What is language grounding and why is it needed for an AI agent?
I’ve been asked by quite a few people about what “language grounding” means. So I think I’ll write a short post explaining it, and specifically arguing why it is important to a truly intelligent agent.
Grounding is a computational process of associating symbols with concrete concepts in the current context. It is a concretization process, a reverse process of abstracting environmental elements by symbols. For efficient communication, humans invent low-bandwidth symbols/languages to summarize things and concepts in their surrounding environments. Thus, to really understand those tokens, reversing this kind of abstraction (grounding) is necessary. Grounding makes it possible to share sensory experiences across individuals via language. Without grounding, conversation becomes pure symbol manipulation.
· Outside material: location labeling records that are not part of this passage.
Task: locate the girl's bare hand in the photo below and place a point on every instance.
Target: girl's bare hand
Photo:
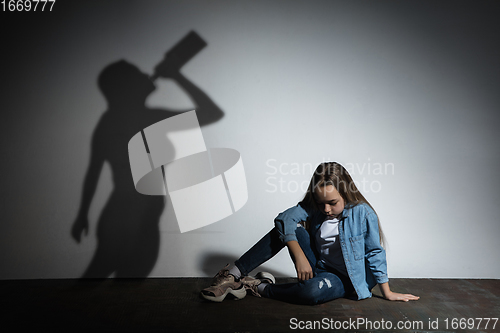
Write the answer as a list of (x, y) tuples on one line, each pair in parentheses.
[(401, 297)]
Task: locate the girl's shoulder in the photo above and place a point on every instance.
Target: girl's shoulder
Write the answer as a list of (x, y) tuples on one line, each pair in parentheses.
[(360, 210)]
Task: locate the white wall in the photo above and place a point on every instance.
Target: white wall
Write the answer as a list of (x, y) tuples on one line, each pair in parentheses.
[(411, 85)]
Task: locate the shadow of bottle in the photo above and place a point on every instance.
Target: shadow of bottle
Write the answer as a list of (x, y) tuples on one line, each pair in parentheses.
[(128, 237)]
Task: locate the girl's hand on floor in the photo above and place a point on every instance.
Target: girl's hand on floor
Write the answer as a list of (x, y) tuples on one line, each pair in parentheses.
[(401, 297)]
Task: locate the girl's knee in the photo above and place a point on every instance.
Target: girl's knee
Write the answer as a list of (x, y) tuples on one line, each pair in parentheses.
[(311, 292)]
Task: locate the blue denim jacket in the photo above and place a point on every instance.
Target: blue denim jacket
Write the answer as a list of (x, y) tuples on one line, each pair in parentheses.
[(359, 239)]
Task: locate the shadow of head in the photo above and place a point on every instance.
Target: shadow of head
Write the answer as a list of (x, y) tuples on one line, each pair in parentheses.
[(123, 83)]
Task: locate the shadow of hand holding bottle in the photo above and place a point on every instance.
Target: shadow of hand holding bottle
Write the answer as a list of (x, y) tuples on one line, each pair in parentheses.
[(128, 237)]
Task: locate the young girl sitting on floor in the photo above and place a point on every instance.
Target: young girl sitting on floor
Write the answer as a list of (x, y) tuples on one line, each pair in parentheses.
[(334, 238)]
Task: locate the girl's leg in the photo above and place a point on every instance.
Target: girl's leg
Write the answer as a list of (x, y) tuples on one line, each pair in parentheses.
[(269, 246), (324, 287)]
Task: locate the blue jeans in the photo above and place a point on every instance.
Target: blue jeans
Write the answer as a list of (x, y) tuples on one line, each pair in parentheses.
[(326, 285)]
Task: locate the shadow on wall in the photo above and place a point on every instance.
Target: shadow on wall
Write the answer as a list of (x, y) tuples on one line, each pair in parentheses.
[(128, 227)]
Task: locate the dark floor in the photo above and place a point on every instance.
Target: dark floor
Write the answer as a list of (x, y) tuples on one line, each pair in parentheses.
[(175, 305)]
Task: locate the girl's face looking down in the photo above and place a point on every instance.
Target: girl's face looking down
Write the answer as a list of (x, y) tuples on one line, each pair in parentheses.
[(329, 200)]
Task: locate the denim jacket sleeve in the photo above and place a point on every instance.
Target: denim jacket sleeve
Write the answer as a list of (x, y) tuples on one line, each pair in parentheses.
[(286, 222), (374, 252)]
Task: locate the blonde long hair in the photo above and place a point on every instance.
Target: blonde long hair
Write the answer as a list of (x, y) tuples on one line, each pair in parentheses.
[(333, 173)]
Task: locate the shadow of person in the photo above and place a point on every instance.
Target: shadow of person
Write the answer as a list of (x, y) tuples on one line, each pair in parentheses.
[(128, 236)]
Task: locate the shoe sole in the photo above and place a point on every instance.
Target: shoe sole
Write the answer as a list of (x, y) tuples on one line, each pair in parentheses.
[(237, 293)]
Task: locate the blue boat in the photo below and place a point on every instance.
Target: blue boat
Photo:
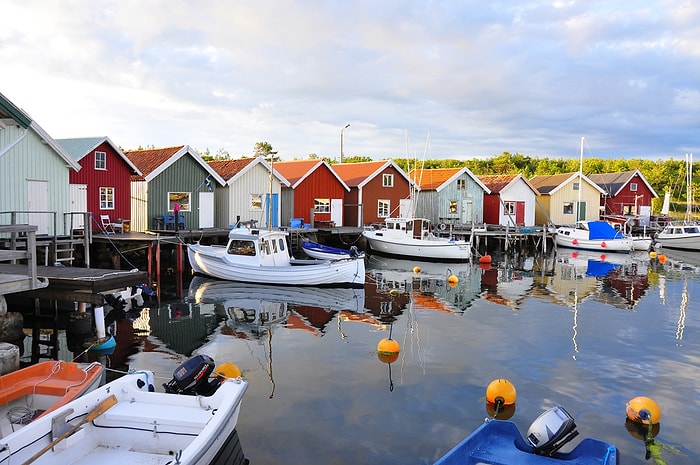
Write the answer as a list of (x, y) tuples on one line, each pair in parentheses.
[(326, 252), (499, 442)]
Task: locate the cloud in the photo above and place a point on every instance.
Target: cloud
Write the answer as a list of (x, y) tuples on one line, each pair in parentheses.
[(529, 77)]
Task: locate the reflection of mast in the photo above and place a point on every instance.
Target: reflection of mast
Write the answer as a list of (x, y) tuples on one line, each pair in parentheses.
[(684, 305)]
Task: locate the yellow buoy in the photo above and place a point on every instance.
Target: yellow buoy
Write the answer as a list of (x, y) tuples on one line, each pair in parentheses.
[(501, 391), (388, 347), (643, 410), (227, 370)]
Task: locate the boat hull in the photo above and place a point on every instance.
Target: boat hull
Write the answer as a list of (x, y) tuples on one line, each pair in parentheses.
[(215, 262), (425, 249), (45, 386), (499, 442), (143, 427)]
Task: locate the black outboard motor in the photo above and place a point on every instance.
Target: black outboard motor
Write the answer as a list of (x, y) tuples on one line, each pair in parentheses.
[(551, 430), (192, 377)]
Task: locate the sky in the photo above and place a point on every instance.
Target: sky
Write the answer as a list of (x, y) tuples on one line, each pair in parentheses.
[(413, 79)]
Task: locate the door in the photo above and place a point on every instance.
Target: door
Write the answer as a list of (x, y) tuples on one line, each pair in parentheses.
[(271, 210), (337, 211), (520, 213), (78, 203), (38, 201), (206, 209)]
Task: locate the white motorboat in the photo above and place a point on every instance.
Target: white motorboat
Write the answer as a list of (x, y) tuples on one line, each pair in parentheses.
[(126, 421), (593, 235), (414, 238), (263, 257), (231, 294), (327, 252), (684, 236)]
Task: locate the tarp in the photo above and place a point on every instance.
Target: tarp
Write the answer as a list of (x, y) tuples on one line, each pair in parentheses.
[(602, 230)]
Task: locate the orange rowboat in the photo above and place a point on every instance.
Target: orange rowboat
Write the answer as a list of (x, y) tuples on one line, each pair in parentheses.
[(31, 392)]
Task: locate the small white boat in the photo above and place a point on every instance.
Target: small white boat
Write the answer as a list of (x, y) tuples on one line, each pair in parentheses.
[(593, 235), (684, 236), (414, 238), (263, 257), (326, 252), (126, 422), (233, 294)]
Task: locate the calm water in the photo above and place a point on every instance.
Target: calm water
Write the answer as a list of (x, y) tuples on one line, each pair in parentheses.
[(565, 330)]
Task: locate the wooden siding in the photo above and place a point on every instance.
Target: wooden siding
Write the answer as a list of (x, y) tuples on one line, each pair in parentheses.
[(373, 191), (253, 181), (184, 175), (32, 160), (321, 183), (117, 175)]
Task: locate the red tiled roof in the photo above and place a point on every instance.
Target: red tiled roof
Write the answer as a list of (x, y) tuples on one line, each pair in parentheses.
[(354, 174), (229, 168), (433, 178), (149, 160), (294, 170)]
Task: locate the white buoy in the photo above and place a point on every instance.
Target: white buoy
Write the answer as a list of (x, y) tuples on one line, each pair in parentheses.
[(100, 322)]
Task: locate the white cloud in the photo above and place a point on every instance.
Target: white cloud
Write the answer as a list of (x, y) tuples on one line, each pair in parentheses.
[(530, 76)]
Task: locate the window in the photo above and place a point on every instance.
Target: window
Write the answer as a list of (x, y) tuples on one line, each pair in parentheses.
[(180, 198), (383, 208), (322, 206), (100, 161), (106, 198)]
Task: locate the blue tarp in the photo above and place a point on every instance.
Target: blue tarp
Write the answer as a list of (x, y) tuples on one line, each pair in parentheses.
[(602, 230)]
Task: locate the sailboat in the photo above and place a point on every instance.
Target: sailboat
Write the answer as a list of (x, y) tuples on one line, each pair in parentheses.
[(413, 237), (591, 235), (686, 235)]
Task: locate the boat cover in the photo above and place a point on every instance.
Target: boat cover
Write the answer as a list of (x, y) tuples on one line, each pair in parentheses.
[(602, 230)]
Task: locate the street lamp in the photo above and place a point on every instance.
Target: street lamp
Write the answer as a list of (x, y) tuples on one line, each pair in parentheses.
[(341, 141)]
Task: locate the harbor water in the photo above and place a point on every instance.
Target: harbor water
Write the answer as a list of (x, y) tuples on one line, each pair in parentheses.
[(587, 333)]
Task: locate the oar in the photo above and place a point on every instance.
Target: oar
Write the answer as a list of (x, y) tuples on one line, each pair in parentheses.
[(101, 408)]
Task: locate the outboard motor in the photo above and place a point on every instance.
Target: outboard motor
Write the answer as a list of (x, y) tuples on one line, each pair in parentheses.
[(192, 377), (551, 430)]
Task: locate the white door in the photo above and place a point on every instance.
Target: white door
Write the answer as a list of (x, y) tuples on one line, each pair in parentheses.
[(78, 203), (337, 211), (38, 201), (206, 209)]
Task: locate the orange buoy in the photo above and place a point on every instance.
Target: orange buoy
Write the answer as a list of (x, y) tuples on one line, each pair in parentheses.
[(643, 410), (388, 347), (501, 391), (227, 370)]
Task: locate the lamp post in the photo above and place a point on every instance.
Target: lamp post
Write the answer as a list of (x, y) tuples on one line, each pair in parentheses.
[(341, 141)]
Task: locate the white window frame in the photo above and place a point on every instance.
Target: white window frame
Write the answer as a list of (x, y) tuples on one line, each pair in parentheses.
[(100, 160), (383, 208), (106, 198)]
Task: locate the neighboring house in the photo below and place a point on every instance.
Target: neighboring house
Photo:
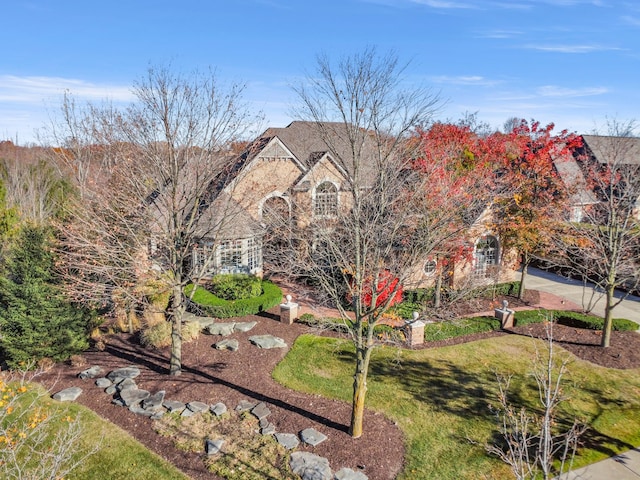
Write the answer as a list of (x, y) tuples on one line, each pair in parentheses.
[(573, 169), (291, 172)]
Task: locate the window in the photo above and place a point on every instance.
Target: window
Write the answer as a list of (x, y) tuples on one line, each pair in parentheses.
[(254, 257), (326, 200), (430, 267), (485, 256), (231, 255)]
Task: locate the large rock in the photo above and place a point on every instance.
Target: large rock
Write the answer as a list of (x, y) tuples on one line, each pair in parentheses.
[(211, 447), (310, 466), (287, 440), (174, 406), (349, 474), (244, 326), (218, 409), (261, 411), (223, 329), (312, 436), (121, 373), (133, 396), (227, 344), (197, 407), (91, 372), (154, 402), (70, 394), (267, 341)]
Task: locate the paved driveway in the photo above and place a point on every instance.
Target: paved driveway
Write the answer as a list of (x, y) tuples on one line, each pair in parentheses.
[(581, 294)]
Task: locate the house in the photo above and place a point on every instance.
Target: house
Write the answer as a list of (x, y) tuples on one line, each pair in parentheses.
[(291, 172), (576, 170)]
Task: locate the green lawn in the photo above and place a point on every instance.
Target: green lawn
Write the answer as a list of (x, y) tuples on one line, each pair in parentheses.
[(440, 397)]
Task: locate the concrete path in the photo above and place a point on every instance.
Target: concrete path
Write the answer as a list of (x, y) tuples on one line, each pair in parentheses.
[(583, 295)]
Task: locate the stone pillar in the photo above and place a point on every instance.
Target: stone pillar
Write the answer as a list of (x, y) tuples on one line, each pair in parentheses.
[(288, 311), (505, 315), (415, 331)]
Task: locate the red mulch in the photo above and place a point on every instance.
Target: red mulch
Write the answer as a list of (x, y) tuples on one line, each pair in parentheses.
[(212, 376)]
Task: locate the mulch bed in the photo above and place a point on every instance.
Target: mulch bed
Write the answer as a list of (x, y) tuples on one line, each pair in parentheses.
[(212, 376)]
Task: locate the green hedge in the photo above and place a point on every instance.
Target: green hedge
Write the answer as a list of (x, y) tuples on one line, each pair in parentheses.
[(572, 319), (208, 304), (434, 332)]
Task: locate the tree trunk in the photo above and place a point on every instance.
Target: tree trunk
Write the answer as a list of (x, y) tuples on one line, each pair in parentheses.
[(608, 317), (523, 277), (177, 306), (438, 292), (359, 391)]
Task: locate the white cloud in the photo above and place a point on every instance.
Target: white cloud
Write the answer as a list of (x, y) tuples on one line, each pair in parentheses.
[(555, 91), (464, 80), (15, 89), (570, 48)]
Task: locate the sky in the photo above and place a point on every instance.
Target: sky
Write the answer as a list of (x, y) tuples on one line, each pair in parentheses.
[(575, 63)]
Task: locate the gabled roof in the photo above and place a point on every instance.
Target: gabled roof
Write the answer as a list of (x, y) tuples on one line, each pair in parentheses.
[(621, 150)]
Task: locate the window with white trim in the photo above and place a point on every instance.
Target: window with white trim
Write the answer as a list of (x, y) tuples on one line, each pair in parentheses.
[(485, 256), (325, 202)]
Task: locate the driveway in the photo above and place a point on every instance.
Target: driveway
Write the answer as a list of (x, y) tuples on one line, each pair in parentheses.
[(581, 294)]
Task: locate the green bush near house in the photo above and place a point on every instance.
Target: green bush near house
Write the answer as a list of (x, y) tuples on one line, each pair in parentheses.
[(235, 286), (211, 305), (572, 319)]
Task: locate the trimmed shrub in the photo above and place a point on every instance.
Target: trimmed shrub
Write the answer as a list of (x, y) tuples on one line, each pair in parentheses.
[(434, 332), (158, 335), (235, 286), (206, 303)]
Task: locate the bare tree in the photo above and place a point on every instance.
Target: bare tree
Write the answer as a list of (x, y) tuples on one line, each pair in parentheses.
[(604, 247), (168, 158), (361, 250), (531, 443), (39, 441)]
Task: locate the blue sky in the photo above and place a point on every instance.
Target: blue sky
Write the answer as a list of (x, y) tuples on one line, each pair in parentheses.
[(571, 62)]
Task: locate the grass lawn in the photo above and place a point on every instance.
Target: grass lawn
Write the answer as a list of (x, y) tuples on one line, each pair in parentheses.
[(117, 456), (440, 398)]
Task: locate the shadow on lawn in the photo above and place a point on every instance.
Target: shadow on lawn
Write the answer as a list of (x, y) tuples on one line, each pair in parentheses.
[(448, 388), (154, 361)]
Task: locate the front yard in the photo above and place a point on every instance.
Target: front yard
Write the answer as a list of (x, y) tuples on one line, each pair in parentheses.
[(440, 399)]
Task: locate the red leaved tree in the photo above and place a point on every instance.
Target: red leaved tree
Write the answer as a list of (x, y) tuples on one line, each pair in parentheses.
[(532, 200)]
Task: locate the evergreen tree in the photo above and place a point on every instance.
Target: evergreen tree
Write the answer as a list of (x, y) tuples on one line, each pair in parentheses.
[(36, 320)]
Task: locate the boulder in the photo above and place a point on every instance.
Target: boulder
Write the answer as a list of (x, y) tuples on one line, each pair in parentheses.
[(103, 382), (121, 373), (227, 344), (197, 407), (267, 341), (68, 394), (244, 326), (154, 402), (223, 329), (211, 447), (218, 409), (133, 396), (91, 372), (287, 440), (173, 406), (349, 474), (261, 411), (310, 466), (312, 436)]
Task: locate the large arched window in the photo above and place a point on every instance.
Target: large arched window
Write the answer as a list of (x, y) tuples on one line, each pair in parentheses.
[(325, 201), (485, 256)]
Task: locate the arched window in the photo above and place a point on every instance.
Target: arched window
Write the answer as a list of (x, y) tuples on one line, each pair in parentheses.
[(485, 256), (325, 202)]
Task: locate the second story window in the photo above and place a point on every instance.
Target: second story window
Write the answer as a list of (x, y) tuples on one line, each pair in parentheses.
[(325, 202)]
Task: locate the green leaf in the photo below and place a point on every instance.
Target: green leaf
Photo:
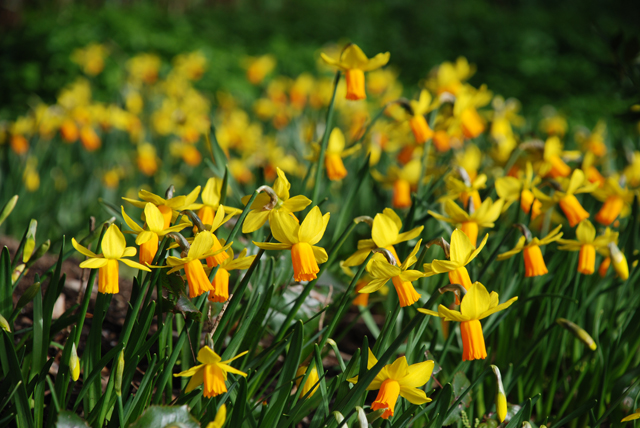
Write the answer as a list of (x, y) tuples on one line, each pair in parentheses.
[(166, 417), (68, 419)]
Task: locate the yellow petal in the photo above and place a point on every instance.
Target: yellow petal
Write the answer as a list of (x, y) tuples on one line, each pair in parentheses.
[(475, 302), (82, 250), (153, 217), (94, 263), (460, 248), (113, 243), (283, 227), (585, 232)]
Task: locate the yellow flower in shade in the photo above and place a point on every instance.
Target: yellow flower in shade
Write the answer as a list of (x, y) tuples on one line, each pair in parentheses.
[(220, 419), (334, 154), (402, 180), (114, 249), (461, 252), (311, 383), (565, 197), (398, 379), (533, 262), (465, 188), (484, 216), (148, 239), (419, 126), (301, 240), (587, 244), (169, 207), (263, 207), (220, 292), (211, 201), (617, 200), (381, 271), (200, 248), (354, 63), (212, 373), (511, 189), (632, 417), (385, 233), (476, 305)]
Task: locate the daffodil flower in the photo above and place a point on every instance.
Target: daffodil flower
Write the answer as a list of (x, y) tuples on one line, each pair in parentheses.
[(381, 271), (385, 233), (402, 180), (587, 244), (533, 261), (617, 200), (148, 239), (211, 201), (354, 63), (263, 207), (476, 305), (301, 240), (419, 126), (398, 379), (311, 383), (220, 292), (484, 216), (461, 252), (632, 417), (511, 189), (212, 372), (169, 207), (200, 248), (334, 154), (465, 189), (569, 204), (114, 249)]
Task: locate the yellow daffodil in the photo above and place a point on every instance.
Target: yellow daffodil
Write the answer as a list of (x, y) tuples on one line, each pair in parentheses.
[(311, 383), (200, 248), (354, 63), (381, 271), (587, 244), (617, 199), (212, 372), (511, 189), (301, 240), (402, 180), (211, 201), (476, 305), (565, 197), (169, 207), (533, 261), (148, 239), (385, 233), (465, 188), (461, 252), (484, 216), (220, 292), (114, 249), (264, 207), (398, 379), (632, 417), (419, 126)]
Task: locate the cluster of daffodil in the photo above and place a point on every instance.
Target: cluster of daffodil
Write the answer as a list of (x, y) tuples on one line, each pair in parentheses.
[(452, 155)]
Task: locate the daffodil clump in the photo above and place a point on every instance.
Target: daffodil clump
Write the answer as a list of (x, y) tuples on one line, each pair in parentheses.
[(291, 205)]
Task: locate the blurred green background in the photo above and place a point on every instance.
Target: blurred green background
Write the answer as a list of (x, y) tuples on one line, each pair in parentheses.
[(571, 54)]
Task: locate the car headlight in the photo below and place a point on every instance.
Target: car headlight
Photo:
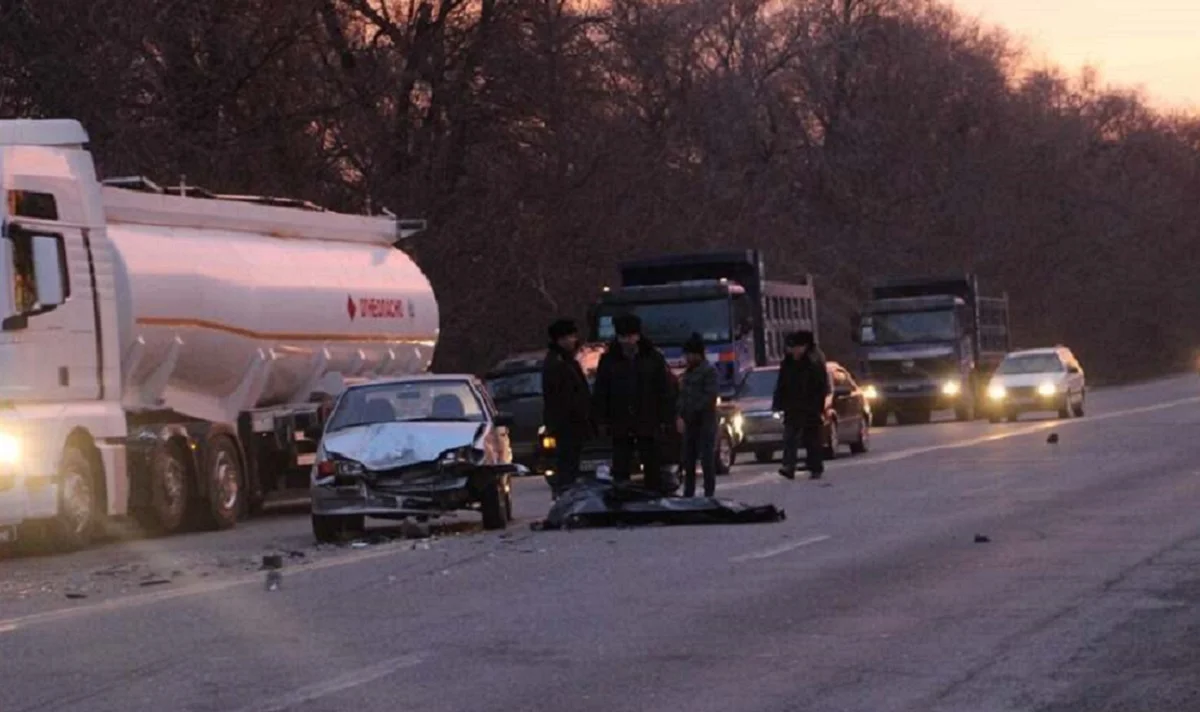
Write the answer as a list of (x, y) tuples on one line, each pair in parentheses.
[(10, 449)]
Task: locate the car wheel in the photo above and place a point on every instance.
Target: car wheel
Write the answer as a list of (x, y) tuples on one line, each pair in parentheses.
[(725, 455), (171, 491), (225, 485), (495, 507), (79, 513), (832, 442), (864, 438), (336, 528)]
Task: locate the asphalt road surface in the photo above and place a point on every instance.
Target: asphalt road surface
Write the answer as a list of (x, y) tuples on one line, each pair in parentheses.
[(873, 596)]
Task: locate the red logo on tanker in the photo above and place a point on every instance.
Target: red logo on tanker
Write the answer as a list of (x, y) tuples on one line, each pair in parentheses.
[(371, 307)]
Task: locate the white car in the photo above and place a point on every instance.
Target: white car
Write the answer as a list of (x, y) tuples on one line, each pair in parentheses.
[(1037, 380)]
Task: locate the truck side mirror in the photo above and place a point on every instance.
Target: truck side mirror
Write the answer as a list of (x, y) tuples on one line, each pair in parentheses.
[(48, 270)]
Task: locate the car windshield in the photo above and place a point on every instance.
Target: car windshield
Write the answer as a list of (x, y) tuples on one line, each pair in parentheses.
[(909, 327), (671, 323), (1037, 363), (407, 401), (759, 384), (510, 387)]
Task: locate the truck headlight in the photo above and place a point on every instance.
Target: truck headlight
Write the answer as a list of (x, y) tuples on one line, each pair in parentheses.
[(10, 449)]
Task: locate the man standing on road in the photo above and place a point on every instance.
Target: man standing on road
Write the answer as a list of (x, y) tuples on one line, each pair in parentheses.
[(801, 395), (697, 418), (633, 400), (567, 402)]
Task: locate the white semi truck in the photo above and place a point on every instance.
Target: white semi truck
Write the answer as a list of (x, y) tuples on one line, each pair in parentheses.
[(162, 352)]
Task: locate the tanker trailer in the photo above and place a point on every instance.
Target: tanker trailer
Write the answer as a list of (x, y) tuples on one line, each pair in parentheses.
[(166, 353)]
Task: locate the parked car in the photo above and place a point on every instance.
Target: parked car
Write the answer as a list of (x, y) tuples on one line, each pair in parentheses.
[(1037, 380), (847, 417), (515, 384), (598, 453), (412, 447)]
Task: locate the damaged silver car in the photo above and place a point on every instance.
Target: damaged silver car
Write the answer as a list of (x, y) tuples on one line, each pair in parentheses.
[(414, 447)]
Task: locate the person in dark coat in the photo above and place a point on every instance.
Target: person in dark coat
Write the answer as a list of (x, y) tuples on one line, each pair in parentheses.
[(801, 394), (567, 402), (697, 417), (634, 401)]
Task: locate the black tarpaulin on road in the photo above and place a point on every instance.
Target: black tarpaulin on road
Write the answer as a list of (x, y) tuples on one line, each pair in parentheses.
[(606, 504)]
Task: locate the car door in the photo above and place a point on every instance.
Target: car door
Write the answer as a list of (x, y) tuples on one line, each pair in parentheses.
[(499, 443)]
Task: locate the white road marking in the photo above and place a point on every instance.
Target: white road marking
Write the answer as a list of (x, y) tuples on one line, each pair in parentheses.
[(781, 549), (342, 682)]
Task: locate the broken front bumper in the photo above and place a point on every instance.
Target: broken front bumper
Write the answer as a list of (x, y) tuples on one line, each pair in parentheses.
[(399, 496)]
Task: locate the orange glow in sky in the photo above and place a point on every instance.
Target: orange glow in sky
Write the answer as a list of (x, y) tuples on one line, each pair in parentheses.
[(1149, 43)]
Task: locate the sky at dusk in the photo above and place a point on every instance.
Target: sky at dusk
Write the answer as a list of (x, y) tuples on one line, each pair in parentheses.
[(1153, 43)]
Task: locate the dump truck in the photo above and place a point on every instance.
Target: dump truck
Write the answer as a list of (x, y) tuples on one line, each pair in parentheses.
[(167, 353), (928, 345)]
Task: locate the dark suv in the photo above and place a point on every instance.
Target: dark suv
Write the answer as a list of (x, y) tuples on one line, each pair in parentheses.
[(847, 418)]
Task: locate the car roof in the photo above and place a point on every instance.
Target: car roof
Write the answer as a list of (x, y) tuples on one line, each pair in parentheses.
[(417, 378)]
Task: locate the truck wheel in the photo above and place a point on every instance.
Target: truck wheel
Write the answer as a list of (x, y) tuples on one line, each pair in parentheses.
[(832, 442), (223, 492), (171, 491), (725, 455), (495, 507), (337, 527), (79, 512), (864, 438)]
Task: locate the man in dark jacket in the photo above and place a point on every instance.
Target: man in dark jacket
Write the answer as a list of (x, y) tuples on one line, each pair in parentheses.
[(697, 418), (801, 395), (567, 402), (633, 400)]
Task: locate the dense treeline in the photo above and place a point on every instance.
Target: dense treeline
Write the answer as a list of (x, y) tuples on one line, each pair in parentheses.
[(546, 139)]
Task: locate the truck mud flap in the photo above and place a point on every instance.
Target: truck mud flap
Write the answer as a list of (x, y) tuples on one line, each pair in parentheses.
[(606, 504)]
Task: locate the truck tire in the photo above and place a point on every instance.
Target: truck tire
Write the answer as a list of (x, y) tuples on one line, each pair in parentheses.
[(725, 455), (863, 443), (225, 485), (171, 492), (495, 507), (337, 527), (79, 516)]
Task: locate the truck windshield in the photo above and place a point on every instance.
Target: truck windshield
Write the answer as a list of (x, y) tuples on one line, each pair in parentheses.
[(671, 323), (1039, 363), (909, 327)]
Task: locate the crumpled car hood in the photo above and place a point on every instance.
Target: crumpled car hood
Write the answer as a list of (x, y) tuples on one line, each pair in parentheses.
[(385, 446)]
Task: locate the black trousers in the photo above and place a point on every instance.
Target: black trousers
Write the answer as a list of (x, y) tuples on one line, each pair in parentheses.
[(648, 452), (807, 434), (567, 460)]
Practically, why grounding is important for designing an AI agent? Suppose that a human user sends a command “Fetch me an apple” to a robot assistant at home. The robot might have lots of hypotheses about how this task could be achieved by querying its internal common sense database (e.g., an LLM trained from large-scale internet text data). It soon finds different options like “Find the apple in a basket that is in the kitchen”, “Buy an apple at a grocery store”, “Pick an apple from the apple tree in the backyard”, “Get an apple from the fridge”, and so on. If the robot’s language understanding is ungrounded, it can either try these options (whose number could be numerous!) one by one, or randomly pick one to execute. This will lead to failures in most cases.
On the other hand, if the robot is able to ground the language command, say, by relating “Fetch an apple” to the current home environment: it observes no fruit basket, no apple tree in the backyard, no grocery stores nearby, but a fridge in the kitchen. Based on this observation, it can successfully choose the most likely plan to execute the command. (This grounding ability is also what SayCan  explores.) Moreover, to successfully execute the task “Take out an apple from the fridge”, the robot needs to locate the fridge, open the fridge door, locate the apple, take it out and to the human user. This sequence of actions requires a correct mapping from word tokens “take”, “apple”, and “fridge” to action decisions, which is yet another lower-level grounding problem.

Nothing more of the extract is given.